On January 8th, 2009 at 12:39 pm, 2009: Are you Commited to Feeling Good? | said…

[...] WashingtonPost.com adopts Apture across site to make American Politics more transparent [...]

On March 1st, 2009 at 12:17 am, Universmedias » Blog Archive » Apture.com: la nouvelle dimension du journalisme de liens said…

[...] d’installer Apture sur votre site, sachez que vous ne serez pas en mauvaise compagnie puisque le Washington Post, La BBC ou encore le San Francisco Gate l’ont adopté. Et tout récemment le Huffington Post [...]

On March 17th, 2009 at 4:00 am, Apture raises $4.1M for richer news browsing » VentureBeat said…

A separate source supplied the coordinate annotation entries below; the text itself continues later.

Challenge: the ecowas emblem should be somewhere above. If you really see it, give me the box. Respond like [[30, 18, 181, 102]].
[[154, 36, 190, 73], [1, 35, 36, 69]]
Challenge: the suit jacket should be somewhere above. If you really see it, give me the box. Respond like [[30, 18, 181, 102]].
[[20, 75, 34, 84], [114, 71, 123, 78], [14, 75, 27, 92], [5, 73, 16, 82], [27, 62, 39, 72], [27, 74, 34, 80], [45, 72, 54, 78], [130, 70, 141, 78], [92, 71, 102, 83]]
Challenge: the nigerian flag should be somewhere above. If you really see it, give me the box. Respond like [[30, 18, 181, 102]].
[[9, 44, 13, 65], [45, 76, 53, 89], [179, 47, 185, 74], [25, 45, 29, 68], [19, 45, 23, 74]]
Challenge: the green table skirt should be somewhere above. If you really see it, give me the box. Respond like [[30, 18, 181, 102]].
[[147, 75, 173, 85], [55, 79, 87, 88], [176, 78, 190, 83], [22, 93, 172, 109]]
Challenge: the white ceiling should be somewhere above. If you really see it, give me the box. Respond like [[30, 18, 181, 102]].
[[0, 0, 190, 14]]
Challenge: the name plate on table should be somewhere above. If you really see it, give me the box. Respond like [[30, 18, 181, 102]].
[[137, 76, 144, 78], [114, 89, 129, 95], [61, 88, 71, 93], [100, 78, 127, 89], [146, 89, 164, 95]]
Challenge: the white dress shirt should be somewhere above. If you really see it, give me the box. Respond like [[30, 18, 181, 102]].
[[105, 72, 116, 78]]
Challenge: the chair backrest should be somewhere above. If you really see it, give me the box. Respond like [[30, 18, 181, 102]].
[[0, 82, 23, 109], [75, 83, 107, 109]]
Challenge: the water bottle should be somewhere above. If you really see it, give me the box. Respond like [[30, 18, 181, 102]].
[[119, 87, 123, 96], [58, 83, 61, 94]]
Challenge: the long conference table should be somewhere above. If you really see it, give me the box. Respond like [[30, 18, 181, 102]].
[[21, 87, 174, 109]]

[...] of the best demonstration of the the product’s potential is its integration with the Washington Post, which is visible on articles like this one. The Post already has a database of congressional [...]

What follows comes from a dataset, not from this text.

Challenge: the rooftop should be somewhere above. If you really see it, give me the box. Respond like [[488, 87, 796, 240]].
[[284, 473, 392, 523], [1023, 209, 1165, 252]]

On March 25th, 2009 at 8:44 pm, ITSinsider | SXSW through the Enterprise Prism said…

[...] too that lets you instantly find any type of media and link them in-place. It’s used by the Washington Post, BBC News, and since SXSW, The New York Times. I see an enormous potential for this product inside [...]

On June 24th, 2009 at 3:33 am, My daily readings 06/24/2009 « Strange Kite said…

[...] WashingtonPost.com adopts Apture across site to make American Politics more transparent – Blog –… [...]

On October 21st, 2009 at 5:41 am, MarkRight said…

Great post you got here. It would be great to read a bit more concerning this topic.